00:08:02.159 We’ve begun to create long-running jobs to understand the eventualities of errors in our applications, especially with complex transactions that involve multiple parties like the IRS.

00:08:21.680 Managing financial transactions can be a convoluted process, especially considering the communication barrier with banks after a transaction has been initiated.

00:08:50.560 After the transaction begins, responses regarding success are limited. You only know it’s complete if there isn't a failure notice days later.

00:09:16.960 This means we must ensure that everything within our control operates smoothly prior to going live with any updates.

00:09:39.760 Now let’s pivot to recovery from failure, which is actually a fascinating topic.

00:10:02.080 Predictions about errors are interesting and beneficial, yet how we recover once an event occurs is something I believe requires more focus.

00:10:25.679 Every other day in practice, I see that what makes you better is how you respond to failure, including ones caused by you!

00:10:50.800 Mia Hamm once shared that failure happens to everyone, and it’s how you address it afterward that defines growth.

00:11:12.640 Reflecting on the inception of our Rails app, it’s inspiring to remember the early excitement while also recognizing the intricacies involved in payroll systems.

00:11:43.440 Managing a system of maintenance was overwhelming, with one very large method running for a long time, which sometimes led to unexpected errors.

00:12:05.520 When the state becomes uncertain due to an error, regaining stability is challenging and often feels reminiscent of brain surgery.

00:12:34.960 Many underlying dependencies can cause issues, leading us to confront situations we never anticipated with banks, the IRS, and various other integrations.

00:12:51.120 As we developed our API-driven services, it seemed easy to demystify responsibility on components, but once they went wrong, chaos ensued.

00:13:07.360 One particular pain point with the IRS came when the government shut down unexpectedly, leading to delayed faxes—an edge-case we hadn't accounted for.

00:13:23.760 The struggles surrounding the possible failures we face continues to highlight the complexities present in our operations.

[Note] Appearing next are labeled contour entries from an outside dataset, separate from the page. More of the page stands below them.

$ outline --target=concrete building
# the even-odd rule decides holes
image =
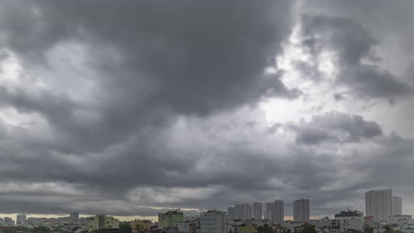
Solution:
[[[184,214],[178,211],[168,211],[158,215],[158,228],[167,229],[175,227],[175,222],[182,222]]]
[[[227,213],[209,211],[201,213],[201,233],[228,233],[230,228]]]
[[[363,232],[365,218],[362,212],[341,211],[335,215],[335,219],[339,220],[340,233],[349,232],[352,229]]]
[[[175,222],[175,225],[180,233],[196,233],[197,229],[197,222],[196,221]]]
[[[258,233],[258,225],[255,224],[243,224],[239,227],[239,233]]]
[[[267,202],[266,204],[266,208],[265,209],[265,219],[270,220],[273,220],[273,213],[275,209],[274,202]]]
[[[76,213],[76,212],[72,213],[69,215],[69,218],[72,220],[77,221],[78,220],[79,220],[79,213]]]
[[[241,216],[239,219],[246,220],[248,219],[251,219],[252,216],[253,216],[252,206],[247,204],[247,203],[242,204],[241,204]]]
[[[86,220],[88,232],[100,231],[102,229],[119,229],[119,220],[112,216],[105,214],[91,216]]]
[[[236,204],[236,205],[234,205],[234,208],[236,209],[236,215],[235,215],[235,219],[242,219],[243,218],[243,211],[241,209],[241,204]]]
[[[236,211],[236,207],[229,207],[227,208],[227,211],[229,213],[229,220],[234,221],[237,219],[237,213]]]
[[[135,219],[131,221],[130,225],[133,232],[145,232],[148,229],[151,228],[152,222],[149,220]]]
[[[25,214],[18,214],[16,217],[16,225],[24,226],[26,225],[27,217]]]
[[[273,223],[279,224],[284,220],[285,213],[283,202],[281,200],[274,201],[274,211],[273,213]]]
[[[391,199],[391,215],[401,215],[403,214],[403,199],[401,197],[392,197]]]
[[[14,225],[13,222],[13,220],[11,219],[11,218],[8,218],[8,217],[4,217],[4,225],[6,226],[13,226]]]
[[[255,202],[253,203],[253,218],[254,219],[262,219],[263,211],[262,211],[262,203]]]
[[[309,220],[309,199],[302,198],[293,201],[293,221],[308,222]]]
[[[392,215],[391,189],[370,190],[365,193],[365,213],[377,222],[387,221]]]
[[[283,221],[284,217],[283,202],[282,201],[276,200],[274,202],[266,204],[265,219],[269,220],[270,223],[281,223]]]
[[[396,224],[401,226],[404,224],[413,224],[413,218],[408,215],[396,215],[388,218],[389,224]]]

00:13:43.760 To reduce the likelihood of complete system failure, we began dissecting existing processes into smaller, manageable pieces.

00:14:01.120 By localizing issues, we can continue payments for users while fixing others, like syncing with external APIs.

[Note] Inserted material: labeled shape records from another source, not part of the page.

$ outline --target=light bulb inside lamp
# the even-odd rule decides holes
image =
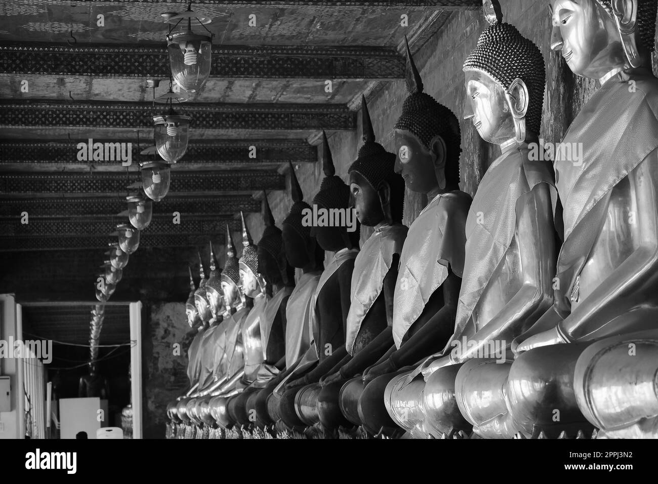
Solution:
[[[185,51],[183,57],[183,62],[186,65],[193,66],[197,63],[197,49],[191,42],[187,42],[185,44]]]
[[[166,134],[172,138],[178,136],[178,125],[175,122],[166,123]]]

00:14:15.960 Our approach led to several new libraries we developed, like Ultramarathon, which helped understand connections and dependencies more clearly.

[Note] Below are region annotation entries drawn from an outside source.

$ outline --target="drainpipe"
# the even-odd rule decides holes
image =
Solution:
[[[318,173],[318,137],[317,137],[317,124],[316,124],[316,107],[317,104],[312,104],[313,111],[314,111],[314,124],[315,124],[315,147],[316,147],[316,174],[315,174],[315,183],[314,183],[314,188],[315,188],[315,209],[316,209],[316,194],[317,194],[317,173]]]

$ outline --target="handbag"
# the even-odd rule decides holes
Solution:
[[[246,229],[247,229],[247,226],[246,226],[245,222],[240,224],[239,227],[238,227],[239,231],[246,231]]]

00:14:35.360 The philosophy guiding various processes is about minimizing interruptions and focusing on granularity, where possible.

00:14:49.920 We also incorporated infrastructure that allows us to recover from partial failures instead of completely snowballing an operation.

00:15:05.920 Now, even if a job fails, we’re able to run other pieces without hassle or halting everything.

00:15:18.080 Additionally, we implemented detailed instrumentation to better understand where issues arise.

00:15:28.560 All this contributes to a more resilient system designed not just to handle growth but to accommodate errors as part of the lifecycle.

00:16:03.440 Accepting that failure is a natural process in software development is critical, and I learned this lesson from my dad.

00:16:33.600 Recognizing that we handle serious matters, the stakes can lead to unnecessary panic; people rely on us to manage their payroll effectively.

00:17:09.440 While we started with a philosophy where failure is unacceptable, it became evident that such pressure isn’t conducive to a healthy work environment.

00:17:38.880 Ultimately, I believe it’s our responsibility to not only avoid failure but also to mitigate its impacts when it does occur.

00:18:06.880 Reflecting on experiences, I feel it’s crucial for our growth and learning to accept failure as part of our evolution.

00:18:43.440 The philosophy to embrace failure allows us to nurture resilience and a culture of learning within the team.

00:19:15.840 If there’s one takeaway today, it’s to recognize that failure is a part of the journey—something we can learn from, rather than fear.

00:19:42.560 So, if your company is sponsoring you for this talk, take that advice with caution!